Applicable Law and Discussion

            The Texas Rules of Civil Procedure were developed to protect the rights of all litigants. Seib v. Bekker, 964 S.W.2d 25, 27 (Tex. App.–Tyler 1997, no writ). One of the two basic judicial decisions a trial judge must make before rendering and entering a default judgment is that the court has jurisdiction of the subject matter and the parties to the suit. See Finlay v. Jones, 435 S.W.2d 136, 138 (Tex. 1969). Thus, the trial court has a duty to ascertain that the defendant has been duly served with citation and that he does not have an answer on file. Id. at 139; see also Tex. R. Civ. P. 107.

            Service of process under Rule 107 is not a trivial matter. See Primate Constr., Inc. v. Silver, 884 S.W.2d 151, 152 (Tex. 1994). As such, the supreme court requires that strict compliance with the rules for service of citation affirmatively appear in the record in order for a default judgment to withstand direct attack. See id. In direct attacks, there are no presumptions in favor of valid issuance, service, or return of the citation. See id. A return receipt for a citation served by certified mail must contain the addressee’s signature. See Tex. R. Civ. P. 107. If the return receipt is not signed by the addressee, the service of process is defective and a default judgment will not stand. Keeton v. Carrasco, 53 S.W.3d 13, 19 (Tex. App.–San Antonio 2001, pet. denied). A trial court does not have in personam jurisdiction to enter the default judgment if the record fails to show that the defendant has been properly served at the time the default judgment is entered. Am. Universal Ins. Co. v. D.B.&B., Inc., 725 S.W.2d 764, 766 (Tex. App.–Corpus Christi 1987, writ ref’d n.r.e.).

            In the instant case, the return receipt shows that “T. Taylor” received the delivery of service although the service was directed to Matt Needham. This discrepancy establishes that the defendant was not properly served in this case. Because the addressee did not sign the return receipt, Higginbotham failed to affirmatively show strict compliance with the Texas Rules of Civil Procedure. See Uvalde Country Club v. Martin Linen Supply Co., Inc., 690 S.W.2d 884, 885 (Tex. 1985). Without proper service, the trial court did not have in personam jurisdiction and the default judgment against defendant is void. Consequently, we sustain Needham’s sole issue.
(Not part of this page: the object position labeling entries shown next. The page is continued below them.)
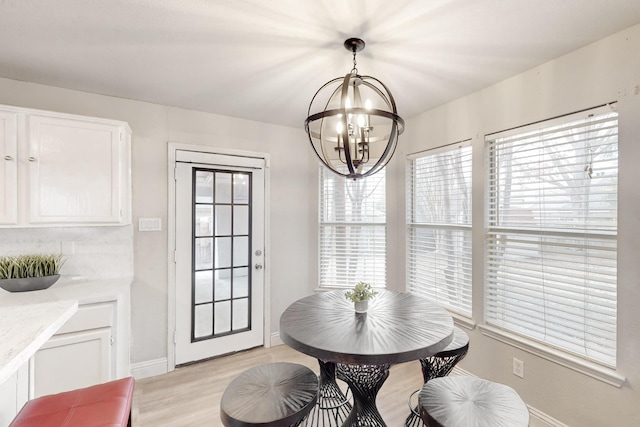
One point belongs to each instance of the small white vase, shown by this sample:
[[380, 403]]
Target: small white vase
[[361, 306]]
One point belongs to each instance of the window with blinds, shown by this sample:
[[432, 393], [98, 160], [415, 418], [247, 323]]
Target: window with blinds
[[352, 230], [439, 227], [551, 238]]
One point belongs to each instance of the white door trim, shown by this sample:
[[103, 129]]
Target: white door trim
[[173, 148]]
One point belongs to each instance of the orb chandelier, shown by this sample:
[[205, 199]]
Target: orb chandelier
[[353, 123]]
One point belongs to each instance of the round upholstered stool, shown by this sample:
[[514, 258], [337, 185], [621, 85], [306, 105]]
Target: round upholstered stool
[[274, 395], [439, 365], [459, 401]]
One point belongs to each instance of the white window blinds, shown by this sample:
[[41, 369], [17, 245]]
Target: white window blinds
[[439, 227], [352, 230], [550, 263]]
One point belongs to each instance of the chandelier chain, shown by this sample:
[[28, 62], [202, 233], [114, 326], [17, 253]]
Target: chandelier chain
[[354, 70]]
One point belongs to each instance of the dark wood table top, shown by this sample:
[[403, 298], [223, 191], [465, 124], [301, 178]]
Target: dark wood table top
[[398, 327]]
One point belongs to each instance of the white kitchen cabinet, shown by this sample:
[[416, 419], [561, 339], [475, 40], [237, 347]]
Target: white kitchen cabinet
[[64, 169], [8, 167], [14, 394], [82, 353]]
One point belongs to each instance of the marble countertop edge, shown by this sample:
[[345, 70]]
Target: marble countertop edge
[[25, 328]]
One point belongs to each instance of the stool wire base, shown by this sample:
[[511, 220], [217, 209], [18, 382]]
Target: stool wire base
[[333, 406], [432, 367]]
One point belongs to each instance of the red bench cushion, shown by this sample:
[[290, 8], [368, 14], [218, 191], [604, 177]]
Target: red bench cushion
[[104, 405]]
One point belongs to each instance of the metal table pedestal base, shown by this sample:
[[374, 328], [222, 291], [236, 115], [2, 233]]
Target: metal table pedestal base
[[333, 407], [364, 382]]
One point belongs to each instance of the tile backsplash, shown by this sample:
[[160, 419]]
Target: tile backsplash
[[89, 252]]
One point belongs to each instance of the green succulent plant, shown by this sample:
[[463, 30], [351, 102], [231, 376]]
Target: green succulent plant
[[31, 265], [361, 292]]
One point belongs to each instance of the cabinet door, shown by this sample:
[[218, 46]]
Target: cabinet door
[[8, 168], [74, 171], [13, 395], [70, 361]]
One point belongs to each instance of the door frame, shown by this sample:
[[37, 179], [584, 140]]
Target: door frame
[[173, 147]]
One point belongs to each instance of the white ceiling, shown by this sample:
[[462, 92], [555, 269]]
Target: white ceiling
[[264, 59]]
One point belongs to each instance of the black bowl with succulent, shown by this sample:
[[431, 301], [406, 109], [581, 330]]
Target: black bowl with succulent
[[30, 272]]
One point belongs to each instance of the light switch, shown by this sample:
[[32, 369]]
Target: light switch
[[149, 224]]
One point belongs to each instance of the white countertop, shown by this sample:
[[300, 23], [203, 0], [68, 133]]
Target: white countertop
[[82, 290], [29, 319], [25, 328]]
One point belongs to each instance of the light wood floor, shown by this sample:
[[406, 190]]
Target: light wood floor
[[190, 396]]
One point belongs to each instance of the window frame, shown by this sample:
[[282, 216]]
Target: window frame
[[445, 231], [593, 366], [370, 265]]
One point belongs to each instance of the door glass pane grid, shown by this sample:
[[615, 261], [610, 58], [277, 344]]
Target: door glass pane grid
[[221, 297]]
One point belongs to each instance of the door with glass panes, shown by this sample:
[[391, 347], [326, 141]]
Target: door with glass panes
[[219, 255]]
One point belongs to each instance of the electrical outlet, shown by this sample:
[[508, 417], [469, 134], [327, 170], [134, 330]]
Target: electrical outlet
[[518, 368]]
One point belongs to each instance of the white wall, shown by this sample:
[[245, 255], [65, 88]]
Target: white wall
[[606, 71], [292, 218]]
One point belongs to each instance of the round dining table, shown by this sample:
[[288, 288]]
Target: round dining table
[[397, 328]]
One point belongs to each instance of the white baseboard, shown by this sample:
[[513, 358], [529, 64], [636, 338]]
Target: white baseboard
[[537, 417], [275, 339], [149, 368]]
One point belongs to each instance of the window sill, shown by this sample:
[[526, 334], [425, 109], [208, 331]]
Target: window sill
[[585, 367]]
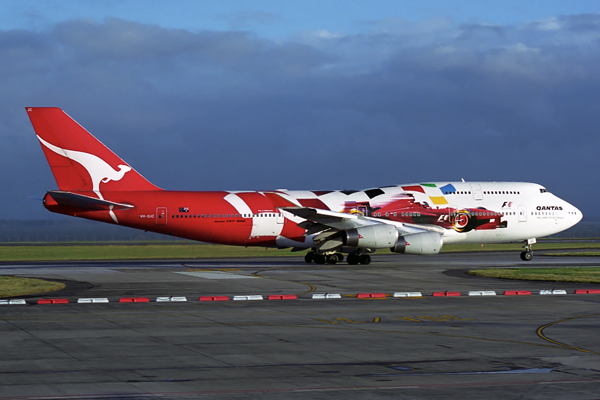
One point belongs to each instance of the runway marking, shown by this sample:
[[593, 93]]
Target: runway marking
[[215, 275], [540, 333], [312, 287], [430, 318]]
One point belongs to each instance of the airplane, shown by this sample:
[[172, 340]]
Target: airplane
[[419, 218]]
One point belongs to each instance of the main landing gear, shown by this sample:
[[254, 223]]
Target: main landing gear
[[527, 255], [334, 258]]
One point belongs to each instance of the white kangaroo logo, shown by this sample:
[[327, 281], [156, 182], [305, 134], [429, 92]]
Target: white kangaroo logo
[[99, 170]]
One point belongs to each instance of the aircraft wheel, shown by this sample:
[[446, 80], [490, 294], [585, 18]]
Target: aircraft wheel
[[365, 259], [309, 257], [353, 259], [526, 255], [320, 259]]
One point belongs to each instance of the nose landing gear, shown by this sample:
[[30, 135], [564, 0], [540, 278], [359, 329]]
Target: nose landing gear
[[527, 255]]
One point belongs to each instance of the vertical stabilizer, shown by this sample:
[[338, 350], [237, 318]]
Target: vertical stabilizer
[[78, 160]]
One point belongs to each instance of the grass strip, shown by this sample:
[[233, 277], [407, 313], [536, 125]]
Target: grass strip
[[11, 286], [449, 248], [133, 252], [581, 275]]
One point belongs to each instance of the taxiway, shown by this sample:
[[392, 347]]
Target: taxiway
[[430, 347]]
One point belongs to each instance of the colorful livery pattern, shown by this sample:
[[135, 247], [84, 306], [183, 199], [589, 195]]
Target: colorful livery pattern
[[94, 183]]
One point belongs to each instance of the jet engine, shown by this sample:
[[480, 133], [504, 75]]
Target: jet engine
[[387, 236], [378, 236], [419, 243]]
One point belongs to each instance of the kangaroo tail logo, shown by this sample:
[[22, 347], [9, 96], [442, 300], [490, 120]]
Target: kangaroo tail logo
[[98, 169]]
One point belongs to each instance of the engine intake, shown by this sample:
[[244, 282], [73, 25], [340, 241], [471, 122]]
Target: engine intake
[[419, 243], [378, 236]]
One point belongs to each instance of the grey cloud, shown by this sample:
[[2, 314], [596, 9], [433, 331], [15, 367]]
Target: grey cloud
[[228, 110]]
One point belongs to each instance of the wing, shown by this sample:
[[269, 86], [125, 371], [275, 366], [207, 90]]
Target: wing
[[327, 224]]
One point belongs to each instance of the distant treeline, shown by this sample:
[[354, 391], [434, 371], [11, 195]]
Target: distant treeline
[[77, 230]]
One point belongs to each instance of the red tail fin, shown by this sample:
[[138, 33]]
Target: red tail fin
[[79, 161]]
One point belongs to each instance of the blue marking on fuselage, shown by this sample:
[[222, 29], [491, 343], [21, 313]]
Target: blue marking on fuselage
[[448, 189]]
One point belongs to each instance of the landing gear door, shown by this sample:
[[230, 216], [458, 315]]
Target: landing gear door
[[161, 216]]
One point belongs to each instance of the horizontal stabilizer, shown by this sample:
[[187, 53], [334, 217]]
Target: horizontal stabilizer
[[68, 199]]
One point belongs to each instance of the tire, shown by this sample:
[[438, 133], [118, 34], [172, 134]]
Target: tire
[[320, 259], [526, 255], [309, 257], [365, 259], [353, 259]]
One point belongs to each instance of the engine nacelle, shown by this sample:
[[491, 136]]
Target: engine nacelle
[[419, 243], [378, 236]]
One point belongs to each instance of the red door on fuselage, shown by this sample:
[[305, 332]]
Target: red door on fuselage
[[161, 216]]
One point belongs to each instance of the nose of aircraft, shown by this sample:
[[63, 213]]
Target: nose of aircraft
[[574, 215]]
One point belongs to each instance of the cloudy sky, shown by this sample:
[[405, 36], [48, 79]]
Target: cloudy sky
[[327, 94]]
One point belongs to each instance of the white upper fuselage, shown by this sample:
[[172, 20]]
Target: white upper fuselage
[[522, 210]]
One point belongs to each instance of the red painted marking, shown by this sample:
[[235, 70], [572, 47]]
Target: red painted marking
[[53, 301], [134, 300], [213, 298], [370, 295], [444, 294], [587, 291], [282, 297], [517, 292]]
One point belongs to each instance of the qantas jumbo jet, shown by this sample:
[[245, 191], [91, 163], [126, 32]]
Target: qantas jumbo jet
[[94, 183]]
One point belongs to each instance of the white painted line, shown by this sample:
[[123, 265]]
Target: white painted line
[[250, 297], [216, 275], [87, 300], [482, 293], [408, 294], [553, 292], [327, 296]]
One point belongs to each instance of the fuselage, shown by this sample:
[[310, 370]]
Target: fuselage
[[463, 212]]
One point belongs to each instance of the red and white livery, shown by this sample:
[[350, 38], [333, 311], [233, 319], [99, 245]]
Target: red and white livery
[[94, 183]]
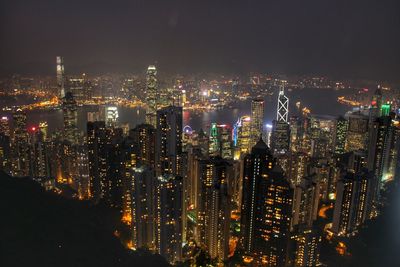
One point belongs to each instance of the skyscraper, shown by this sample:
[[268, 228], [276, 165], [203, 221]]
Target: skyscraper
[[111, 115], [244, 134], [354, 197], [20, 148], [152, 95], [97, 157], [143, 188], [169, 205], [169, 141], [70, 118], [220, 141], [266, 208], [5, 145], [144, 139], [382, 137], [340, 135], [257, 119], [213, 211], [357, 133], [280, 136], [282, 113], [60, 77]]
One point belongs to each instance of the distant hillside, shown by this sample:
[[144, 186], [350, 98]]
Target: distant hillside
[[39, 228]]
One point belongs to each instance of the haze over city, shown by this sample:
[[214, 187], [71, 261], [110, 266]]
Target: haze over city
[[212, 133]]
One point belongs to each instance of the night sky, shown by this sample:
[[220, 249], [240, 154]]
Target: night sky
[[341, 38]]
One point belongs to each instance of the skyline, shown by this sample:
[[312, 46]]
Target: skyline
[[344, 40]]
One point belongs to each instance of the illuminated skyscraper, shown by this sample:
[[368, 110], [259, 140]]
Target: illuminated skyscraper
[[340, 135], [306, 201], [244, 134], [257, 119], [152, 95], [220, 141], [213, 211], [266, 208], [5, 145], [111, 114], [280, 136], [97, 157], [80, 87], [5, 126], [282, 113], [20, 148], [169, 141], [143, 206], [381, 143], [357, 133], [169, 205], [70, 119], [144, 138], [60, 77], [354, 197], [376, 104], [306, 247]]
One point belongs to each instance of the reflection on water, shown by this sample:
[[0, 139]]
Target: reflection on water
[[319, 101]]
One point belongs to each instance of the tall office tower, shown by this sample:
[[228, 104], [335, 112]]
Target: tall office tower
[[306, 201], [169, 217], [5, 145], [79, 87], [113, 188], [376, 103], [111, 116], [193, 182], [296, 133], [5, 126], [282, 113], [340, 135], [213, 211], [354, 195], [44, 130], [152, 96], [82, 172], [323, 169], [70, 119], [306, 246], [357, 133], [280, 137], [144, 139], [394, 159], [220, 141], [97, 156], [39, 161], [169, 141], [266, 208], [142, 185], [296, 167], [381, 145], [257, 119], [244, 135], [20, 146], [60, 77]]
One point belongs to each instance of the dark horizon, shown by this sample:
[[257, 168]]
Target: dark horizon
[[338, 39]]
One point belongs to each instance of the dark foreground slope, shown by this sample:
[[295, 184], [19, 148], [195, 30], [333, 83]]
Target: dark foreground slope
[[39, 228]]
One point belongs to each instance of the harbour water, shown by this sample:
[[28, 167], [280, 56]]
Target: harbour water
[[319, 101]]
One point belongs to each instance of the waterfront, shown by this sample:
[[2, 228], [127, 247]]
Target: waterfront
[[314, 99]]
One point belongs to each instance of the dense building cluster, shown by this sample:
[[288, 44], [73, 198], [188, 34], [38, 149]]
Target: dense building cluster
[[243, 190]]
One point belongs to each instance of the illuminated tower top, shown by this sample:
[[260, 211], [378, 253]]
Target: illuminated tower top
[[283, 105], [60, 76], [152, 95]]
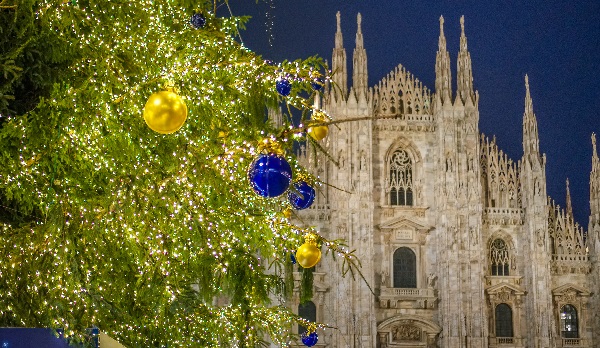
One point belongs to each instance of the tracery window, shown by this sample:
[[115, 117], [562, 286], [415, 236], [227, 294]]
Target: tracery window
[[499, 258], [400, 184], [405, 268], [307, 311], [503, 320], [568, 322]]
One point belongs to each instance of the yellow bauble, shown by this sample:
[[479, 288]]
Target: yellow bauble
[[308, 255], [318, 132], [165, 112]]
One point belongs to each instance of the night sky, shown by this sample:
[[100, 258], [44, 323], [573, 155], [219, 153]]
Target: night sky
[[557, 43]]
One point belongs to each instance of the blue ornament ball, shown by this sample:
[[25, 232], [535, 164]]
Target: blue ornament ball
[[317, 83], [306, 197], [270, 175], [310, 339], [198, 20], [283, 86]]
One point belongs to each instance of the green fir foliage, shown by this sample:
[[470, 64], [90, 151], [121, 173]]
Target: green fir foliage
[[158, 240]]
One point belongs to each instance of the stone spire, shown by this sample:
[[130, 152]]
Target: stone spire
[[443, 78], [359, 77], [531, 141], [340, 73], [569, 206], [464, 71], [595, 183]]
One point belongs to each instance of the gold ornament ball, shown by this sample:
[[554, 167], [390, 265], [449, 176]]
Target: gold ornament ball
[[318, 132], [165, 112], [308, 255]]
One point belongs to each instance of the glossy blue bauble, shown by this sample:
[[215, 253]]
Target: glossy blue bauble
[[270, 175], [317, 84], [283, 87], [310, 339], [306, 197], [198, 20]]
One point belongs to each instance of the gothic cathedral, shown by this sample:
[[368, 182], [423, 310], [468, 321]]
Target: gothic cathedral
[[460, 245]]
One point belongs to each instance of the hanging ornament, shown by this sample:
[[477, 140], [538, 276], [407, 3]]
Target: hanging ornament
[[165, 112], [270, 174], [198, 20], [310, 339], [283, 86], [305, 198], [308, 254], [317, 83], [318, 132]]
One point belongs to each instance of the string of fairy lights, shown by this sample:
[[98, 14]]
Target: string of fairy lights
[[156, 239]]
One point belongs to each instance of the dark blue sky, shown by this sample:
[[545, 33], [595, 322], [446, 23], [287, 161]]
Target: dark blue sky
[[557, 43]]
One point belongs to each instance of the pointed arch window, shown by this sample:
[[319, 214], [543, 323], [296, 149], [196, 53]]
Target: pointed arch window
[[307, 311], [568, 322], [503, 320], [400, 181], [499, 258], [405, 268]]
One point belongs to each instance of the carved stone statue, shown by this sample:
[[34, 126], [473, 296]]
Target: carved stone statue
[[431, 280]]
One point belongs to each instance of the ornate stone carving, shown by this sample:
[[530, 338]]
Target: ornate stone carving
[[406, 332]]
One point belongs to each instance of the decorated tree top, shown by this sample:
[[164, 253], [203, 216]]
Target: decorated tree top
[[157, 239]]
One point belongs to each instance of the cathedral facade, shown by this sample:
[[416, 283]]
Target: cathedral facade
[[460, 245]]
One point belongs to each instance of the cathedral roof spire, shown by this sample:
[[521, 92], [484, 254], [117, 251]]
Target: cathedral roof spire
[[464, 70], [443, 78], [569, 206], [595, 184], [359, 70], [531, 141], [340, 73]]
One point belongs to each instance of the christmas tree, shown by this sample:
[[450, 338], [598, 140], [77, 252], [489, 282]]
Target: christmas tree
[[152, 233]]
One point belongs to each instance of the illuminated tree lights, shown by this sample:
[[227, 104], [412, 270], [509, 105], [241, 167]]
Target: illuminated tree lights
[[157, 239]]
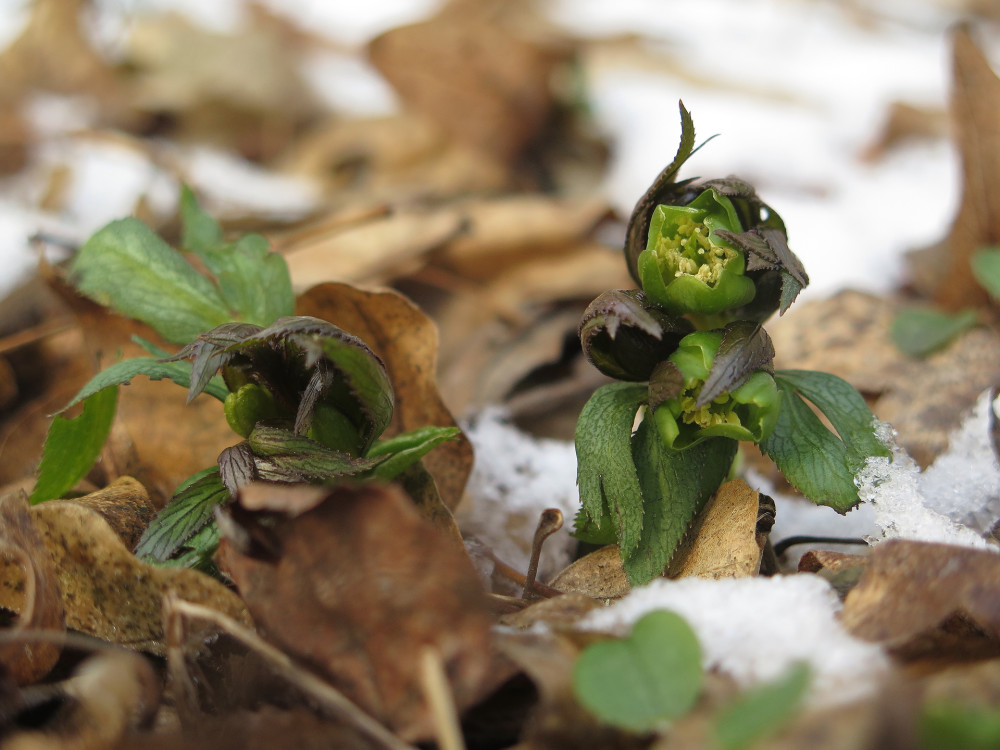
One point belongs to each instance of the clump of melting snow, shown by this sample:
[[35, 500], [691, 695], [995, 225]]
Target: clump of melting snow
[[754, 629], [515, 477], [954, 502]]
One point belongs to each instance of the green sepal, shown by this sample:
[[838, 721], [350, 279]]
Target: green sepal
[[816, 461], [73, 445], [606, 473], [249, 405], [402, 451]]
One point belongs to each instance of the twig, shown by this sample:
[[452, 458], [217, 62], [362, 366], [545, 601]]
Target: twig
[[437, 691]]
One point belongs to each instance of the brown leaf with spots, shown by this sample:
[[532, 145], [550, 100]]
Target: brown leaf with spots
[[407, 342], [355, 588], [975, 109], [107, 592], [28, 586], [923, 600], [125, 505]]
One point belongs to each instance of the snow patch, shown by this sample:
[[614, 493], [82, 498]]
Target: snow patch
[[754, 629], [515, 477]]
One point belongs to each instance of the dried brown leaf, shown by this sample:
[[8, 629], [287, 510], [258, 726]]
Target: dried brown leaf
[[384, 248], [923, 600], [28, 586], [360, 584], [723, 541], [407, 341], [107, 592], [477, 81], [975, 109]]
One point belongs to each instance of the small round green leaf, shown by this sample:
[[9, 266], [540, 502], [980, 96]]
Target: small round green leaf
[[650, 677]]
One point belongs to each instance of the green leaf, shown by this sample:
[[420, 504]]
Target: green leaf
[[283, 456], [761, 710], [651, 677], [675, 486], [918, 332], [605, 470], [404, 450], [200, 232], [986, 269], [188, 511], [947, 725], [127, 267], [73, 445], [819, 463], [121, 373]]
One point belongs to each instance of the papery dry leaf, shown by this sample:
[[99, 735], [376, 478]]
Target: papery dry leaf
[[53, 53], [360, 583], [109, 695], [406, 340], [502, 231], [125, 505], [924, 400], [477, 81], [385, 247], [110, 594], [723, 541], [558, 612], [923, 600], [599, 575], [975, 109], [28, 586], [400, 160]]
            The record shows that Needham filed the notice of restricted appeal within six months after the trial judge signed the default judgment and did not timely file a post-judgment motion. Additionally, Needham is a party to the lawsuit who did not participate in the hearing that resulted in the default judgment. Finally, on the face of the record, it is apparent that the service of process was erroneous because it was not signed by the person appointed. Thus, we conclude that Needham meets the four elements necessary to obtain a reversal of the default judgment. See Tex. R. App. P. 26.1(c), 30; Barker, 989 S.W.2d at 791.

Conclusion

            Because Higginbotham failed to affirmatively show strict compliance with the service of process rules of the Texas Rules of Civil Procedure, his attempted service of process to Needham is invalid and of no effect. Absent a record showing strict compliance with the requirements for service of process, the default judgment will not stand. Because service was rendered invalid when someone other than the addressee signed the return receipt, we need not address Needham’s other arguments for invalid service. See Tex. R. App. P. 47.1. Accordingly, the trial court’s judgment is reversed and this cause is remanded to the trial court for further proceedings consistent with this opinion.

JAMES T. WORTHEN

                                                                                                                 Chief Justice

Opinion delivered October 29, 2004.

Panel consisted of Worthen, C.J., Griffith, J. and DeVasto, J.